Read My Soul to Keep Online

Authors: Rachel Vincent

Tags: #General, #Juvenile Fiction, #Children: Young Adult (Gr. 10-12), #Science Fiction; Fantasy; Magic, #Fantasy & Magic

My Soul to Keep (21 page)

A very odd statement coming from my father…
But I knew what he meant.

“I’m fine, Dad. I’m being careful.” Whatever that meant…I was too tired at the moment for much coherence.

“You’re not fine, Kaylee.” His mug clunked against the countertop. “You can’t function on so little sleep, and you’re only going to make yourself sick by trying.”

“So what do you suggest?” I asked as the waitress set a plate of chocolate chip pancakes on the table in front of me. Sugar would keep me awake, right? I thanked her, then pushed the melting scoop of butter around with my knife.

My dad sighed. “I don’t know. We’re still working on it. Can you stay with Nash or Harmony? As little as I trust that boy in some respects, I do trust him to wake you up if you start screaming.”

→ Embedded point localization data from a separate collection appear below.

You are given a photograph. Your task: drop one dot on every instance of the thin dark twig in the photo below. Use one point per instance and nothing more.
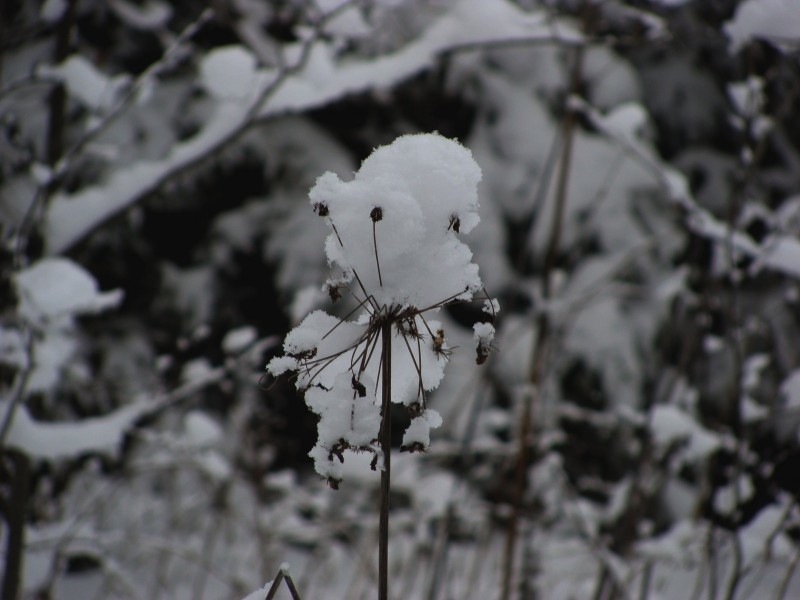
(377, 260)
(344, 319)
(417, 367)
(543, 331)
(386, 448)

Unfortunately, hanging out with Nash wasn’t an option, unless I was willing to cross into the Netherworld and hand over my soul for the privilege. And I couldn’t stay with Harmony without having to explain her son’s absence. So maybe Emma, once Tod went to work…?

“Yeah,” I said around a sweet, chocolaty mouthful. “Don’t worry, I won’t be alone.”

“Okay, I have to go.” He paused, and I heard doubt and concern in the short silence. “I’ll call to check up on you, so answer your phone when it rings. And I’ll see you tonight.”

“Count on it,” I said, desperately hoping I wasn’t jinxing myself with that one.

I hung up my phone and slid it into my front pocket, then
looked up to find Tod eyeing my pancakes. “Do you want something? Do reapers even need food?” To my surprise, he was already halfway through his juice, but I couldn’t remember ever seeing him actually eat.

“We don’t need it, just like we don’t need sleep, but all the same pleasure sensors are still there and functioning. Including taste buds,” he clarified when I grinned with one raised brow.

“Unfortunately, the reaper gig doesn’t pay in human currency, so I’m perpetually low on funds.”

Oh.
Now
that
I understood.

“Here. This is more than I need, anyway.” I pushed my plate to the center of the table, and handed him a napkin-wrapped bundle of silverware. “I can’t eat with you drooling like a starving child.”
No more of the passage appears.